Bazen bir söz, bir davranış, bir olay bana yazmak için ilham verir. Bazen yolda yürürken, bazen yemek yerken, bazen de kafamı yastığa koyduğum an beynimde dolaşan hikayeler beni yazmaya teşvik etti. Yazmadığım zamanlar eksik hissetmeye başladım. Çünkü o konuyu yazmadığımda beynimden silip atamıyordum. Ne zaman ki yazıp arşivime alıyorum o zaman beynimdeki yaz baskısından kurtuluyorum. Bu aynı zamanda beynimin deşarj olmasını sağlıyordu. Aksi takdirde kafamın içinde duran satırlar beni yoruyordu.
Yazmak da okumak gibidir, içinden gelmezse ne bir kitap okuyabilirsin ne de bir satır yazabilirsin. Ama bunları yapmak için de özünde istek olmalı. Okuyacağın kitap, yazacağın yazı seni kendine çekmeli. Yazarken, yazdığını yaşamalısın. İnsan yazdığı bir yazı, öykü ya da romanda okuyucuya mutlaka bir mesaj vermeli, bilgilendirmeli, aydınlatmalı. Kendi kendini tatmin etmek için yani yazmış olmak için yazılan yazılar sadece satırları süsler. Hem yazmak hem okumak insan beynini geliştiren bir eylemdir. Yazabilen kişi mutlaka bilgili, tecrübeli ve birikimlidir. Bu özelliklere sahip olmayan zaten yazamaz.

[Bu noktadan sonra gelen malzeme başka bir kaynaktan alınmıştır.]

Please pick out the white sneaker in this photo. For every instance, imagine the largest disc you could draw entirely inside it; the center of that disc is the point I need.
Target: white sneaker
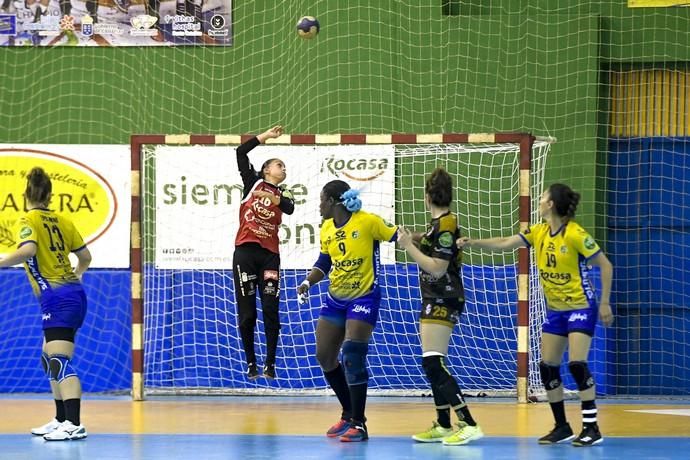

Yazara ilham veren en önemli olaylardan biri de okurlarıyla buluşabilmesidir. Yani yazdığının okunması, okunup değerlendirilmesi ve eleştirilmesi, bu yazarla okurun karşılıklı diyaloğunu sağlamakta. Yazarı yeni yazılar yazmaya teşvik etmektedir.
Bir gün korona virüs ile beraber daha sakin bir doğada yaşamaya karar verip, doğduğum topraklara döndüğümde yazma sevdamdan da uzak kalmıştım. Güzel köyümde yazamamak, yazdıklarımı okurlarımla paylaşamamak beni derinden üzmüştü. Bana tekrar en sevdiğim işi yapmama, yani yazmama fırsat veren gazeteci büyüğüm, ağabeyim Salih Navdar’a ve Ardeşenin Sesi ekibine, siz değerleri okurlarına çok teşekkür ederim.